McIntosh read a letter from a woman whose drunk son spent a night in the Adams County Jail. The woman, who has two other sons, recently lost her husband before she got a call at 2:00 on a snowy, icy morning.

"(The person on the line) said, 'I have your son's backpack. He was picked up in a dangerous part of town. He said how sorry he was for being so drunk," the letter read. "I told him I was older and didn't drive as much at night. He offered to drive it all the way out here. I live in Aurora."

Forty-five minutes later, Deputy Gumm was on the doorstep.

"He told me my son was very cooperative and that he didn't want him out there in that condition," the letter read. "I can't tell you how touched I was and how emotional I was when I recognized the name and the picture of your deputy.

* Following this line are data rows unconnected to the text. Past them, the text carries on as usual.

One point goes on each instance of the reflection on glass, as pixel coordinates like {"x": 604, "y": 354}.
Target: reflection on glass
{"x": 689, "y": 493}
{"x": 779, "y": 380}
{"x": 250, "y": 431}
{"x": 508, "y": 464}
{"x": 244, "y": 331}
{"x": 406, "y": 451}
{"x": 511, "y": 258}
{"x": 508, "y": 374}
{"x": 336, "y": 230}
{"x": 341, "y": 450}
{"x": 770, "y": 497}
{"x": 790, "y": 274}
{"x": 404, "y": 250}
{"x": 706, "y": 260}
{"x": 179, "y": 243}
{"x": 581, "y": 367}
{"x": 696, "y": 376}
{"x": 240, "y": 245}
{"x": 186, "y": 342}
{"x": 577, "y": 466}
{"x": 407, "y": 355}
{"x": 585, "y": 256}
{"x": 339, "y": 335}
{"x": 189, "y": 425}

"I hope you find some peace in the number of lives he touched."

Gumm had eyes on becoming a detective. McIntosh said Gumm would be made an honorary detective.

The 90-minute funeral concluded with a 21-gun salute and the presentation of the American flag off the casket to Gumm's family.

"I don't think I've talked to anyone who didn’t have a funny story about Heath," Cochrum said. "He was always trying to plan ways to get together after our shift. He was the first guy to reach out to the new deputies to show them the ropes."

"He shared my passion for training officers," said Rachel Eid, who was a training officer at the Adams County Sheriff's Office before joining the Denver Police Department. "One of the last times I saw him was at a birthday party. He was talking about civil service and what it meant to him. He believed in what you all still do. And because he always asked me, yes, Heath. You were my favorite."